YELLOWSTONE NOT ONLY STUDENT-PROBLEMATIC AREA

 

          The students getting attention by misbehaving and disrespecting our town north of campus must be the same ones who have taken over the nightlife of Ellensburg.

          I am a downtown businessman who, since self-employed, often works many and late hours. I’ve noticed the same kind of disrespect from students that’s been getting press lately for years; downtown. There have been write-ups on riots, City meetings on the vomit-stained bricks, and there is an occasional “half-empty beer bottle seen loitering in a downtown planter” mentioned in the blotter. I have had numerous items stolen from my business-front. But how about the attitude you get from the students sitting on a bar-stool?

          Ellensburg used to have a “classy” nightlife, in my opinion. Live music used to not be so uncommon, I’ve met my share of  “town folk” downtown for only living here 12 years, I even taught myself to play pool in downtown Ellensburg. Lately, I dare venture downtown after 10. Not merely because I was accosted and beaten by 5 college-aged kids last year, not just because I have had numerous valuable items stolen off my person, not only because you can rarely get a drink in a timely fashion without swimming through seas of students that don’t like to sit down for long. I’ve seen the litter, the vomit stains, urinating in alleys, bars catering to students who make it a game to “out-drink” their classmates using their parent’s plastic.

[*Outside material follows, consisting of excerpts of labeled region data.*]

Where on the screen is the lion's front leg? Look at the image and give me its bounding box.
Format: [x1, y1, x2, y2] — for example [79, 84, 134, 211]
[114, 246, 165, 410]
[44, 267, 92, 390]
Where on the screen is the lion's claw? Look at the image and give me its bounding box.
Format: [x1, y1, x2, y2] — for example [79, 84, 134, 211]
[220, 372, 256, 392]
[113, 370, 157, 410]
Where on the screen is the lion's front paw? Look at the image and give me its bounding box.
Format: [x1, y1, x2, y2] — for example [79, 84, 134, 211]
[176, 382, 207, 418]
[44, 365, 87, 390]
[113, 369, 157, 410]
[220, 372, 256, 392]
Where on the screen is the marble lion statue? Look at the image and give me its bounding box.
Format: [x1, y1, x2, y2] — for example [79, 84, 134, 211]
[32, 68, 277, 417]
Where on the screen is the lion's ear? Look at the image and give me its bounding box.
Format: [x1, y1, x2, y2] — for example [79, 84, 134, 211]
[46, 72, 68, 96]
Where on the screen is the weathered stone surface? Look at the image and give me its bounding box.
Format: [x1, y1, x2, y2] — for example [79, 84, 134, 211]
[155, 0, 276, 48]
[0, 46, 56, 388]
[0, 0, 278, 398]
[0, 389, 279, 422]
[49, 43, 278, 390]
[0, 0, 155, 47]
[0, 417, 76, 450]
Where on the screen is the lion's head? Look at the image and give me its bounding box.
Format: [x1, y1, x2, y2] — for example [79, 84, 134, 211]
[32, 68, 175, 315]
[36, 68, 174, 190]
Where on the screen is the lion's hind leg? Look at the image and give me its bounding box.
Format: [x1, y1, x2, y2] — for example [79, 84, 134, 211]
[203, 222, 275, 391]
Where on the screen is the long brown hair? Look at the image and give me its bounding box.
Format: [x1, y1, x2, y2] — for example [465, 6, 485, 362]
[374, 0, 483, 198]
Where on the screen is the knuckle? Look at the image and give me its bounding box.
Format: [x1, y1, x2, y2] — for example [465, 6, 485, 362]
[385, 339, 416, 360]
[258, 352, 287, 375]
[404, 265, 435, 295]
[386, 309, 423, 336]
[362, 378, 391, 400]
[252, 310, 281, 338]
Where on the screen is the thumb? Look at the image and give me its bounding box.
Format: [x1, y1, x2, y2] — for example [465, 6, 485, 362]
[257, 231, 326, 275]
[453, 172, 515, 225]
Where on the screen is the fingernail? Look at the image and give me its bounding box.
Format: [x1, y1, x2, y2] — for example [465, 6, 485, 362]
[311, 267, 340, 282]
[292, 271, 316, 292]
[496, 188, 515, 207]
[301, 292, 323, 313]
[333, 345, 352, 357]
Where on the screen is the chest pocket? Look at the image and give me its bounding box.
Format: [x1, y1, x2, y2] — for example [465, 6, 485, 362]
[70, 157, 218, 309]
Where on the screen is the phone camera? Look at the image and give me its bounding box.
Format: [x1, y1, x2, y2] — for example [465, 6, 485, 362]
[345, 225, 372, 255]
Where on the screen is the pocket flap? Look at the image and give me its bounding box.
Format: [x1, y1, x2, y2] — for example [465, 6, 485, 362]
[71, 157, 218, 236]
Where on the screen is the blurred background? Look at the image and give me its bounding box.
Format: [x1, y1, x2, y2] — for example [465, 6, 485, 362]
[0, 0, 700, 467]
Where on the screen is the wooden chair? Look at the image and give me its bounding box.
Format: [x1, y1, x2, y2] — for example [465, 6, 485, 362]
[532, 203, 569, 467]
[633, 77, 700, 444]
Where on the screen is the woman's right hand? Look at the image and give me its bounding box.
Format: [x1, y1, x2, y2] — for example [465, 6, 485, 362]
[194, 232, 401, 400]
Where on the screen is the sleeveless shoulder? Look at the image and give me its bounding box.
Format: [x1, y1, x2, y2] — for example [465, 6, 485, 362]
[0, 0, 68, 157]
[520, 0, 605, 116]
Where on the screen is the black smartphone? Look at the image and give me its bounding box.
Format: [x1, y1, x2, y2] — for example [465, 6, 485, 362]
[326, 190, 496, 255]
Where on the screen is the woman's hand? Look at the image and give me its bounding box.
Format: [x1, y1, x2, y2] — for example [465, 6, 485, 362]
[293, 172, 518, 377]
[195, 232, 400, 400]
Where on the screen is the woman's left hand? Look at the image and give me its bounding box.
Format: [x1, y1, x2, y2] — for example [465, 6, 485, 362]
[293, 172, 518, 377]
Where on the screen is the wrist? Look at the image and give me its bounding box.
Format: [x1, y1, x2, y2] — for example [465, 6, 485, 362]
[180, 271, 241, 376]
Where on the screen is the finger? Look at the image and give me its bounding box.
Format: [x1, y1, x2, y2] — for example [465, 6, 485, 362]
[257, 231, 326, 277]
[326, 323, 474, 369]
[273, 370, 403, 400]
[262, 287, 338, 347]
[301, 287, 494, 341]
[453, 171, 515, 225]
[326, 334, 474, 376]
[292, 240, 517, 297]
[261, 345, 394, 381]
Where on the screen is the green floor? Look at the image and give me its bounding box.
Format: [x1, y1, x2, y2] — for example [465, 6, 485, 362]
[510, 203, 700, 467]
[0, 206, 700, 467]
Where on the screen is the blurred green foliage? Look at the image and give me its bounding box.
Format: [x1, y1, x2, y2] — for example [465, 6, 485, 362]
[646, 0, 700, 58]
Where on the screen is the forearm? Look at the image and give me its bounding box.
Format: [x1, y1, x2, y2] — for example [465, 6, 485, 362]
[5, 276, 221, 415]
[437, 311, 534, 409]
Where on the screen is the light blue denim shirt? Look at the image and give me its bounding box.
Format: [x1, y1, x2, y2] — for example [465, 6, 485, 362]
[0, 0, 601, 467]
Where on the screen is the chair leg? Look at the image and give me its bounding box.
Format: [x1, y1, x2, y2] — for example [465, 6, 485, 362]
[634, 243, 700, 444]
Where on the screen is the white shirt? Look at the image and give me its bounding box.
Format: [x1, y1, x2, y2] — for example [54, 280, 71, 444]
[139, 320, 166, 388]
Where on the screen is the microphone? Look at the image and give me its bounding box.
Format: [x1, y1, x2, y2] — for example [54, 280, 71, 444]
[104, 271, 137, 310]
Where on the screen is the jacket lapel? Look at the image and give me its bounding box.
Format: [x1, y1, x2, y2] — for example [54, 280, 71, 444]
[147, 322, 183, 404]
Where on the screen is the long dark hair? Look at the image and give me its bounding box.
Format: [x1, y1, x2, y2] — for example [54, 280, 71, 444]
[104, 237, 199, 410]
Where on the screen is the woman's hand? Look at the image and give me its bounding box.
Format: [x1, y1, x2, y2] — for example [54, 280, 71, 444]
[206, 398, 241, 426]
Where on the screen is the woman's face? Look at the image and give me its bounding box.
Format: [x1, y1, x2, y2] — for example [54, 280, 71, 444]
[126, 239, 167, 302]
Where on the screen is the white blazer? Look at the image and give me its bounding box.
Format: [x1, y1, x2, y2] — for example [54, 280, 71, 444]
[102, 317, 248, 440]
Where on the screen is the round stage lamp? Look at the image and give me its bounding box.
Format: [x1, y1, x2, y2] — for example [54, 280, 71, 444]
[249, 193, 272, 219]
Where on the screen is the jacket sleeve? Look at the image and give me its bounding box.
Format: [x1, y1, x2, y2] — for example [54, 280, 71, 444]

          The main reason I don’t go downtown at night is because I don’t enjoy it. Having a drink after work used to be a reward. Do these student drinkers have any idea what it means to reward yourself for a good days work? No. They don’t respect me when I’m doing it! Perhaps this is also the cause of the problems north of campus homeowners are dealing with. These students have never owned a home, so they don’t know how to respect a homeowner.

What happens when this disrespect extends to their country? They join the Taliban! Doesn’t the University have any classes on being good “town folk?”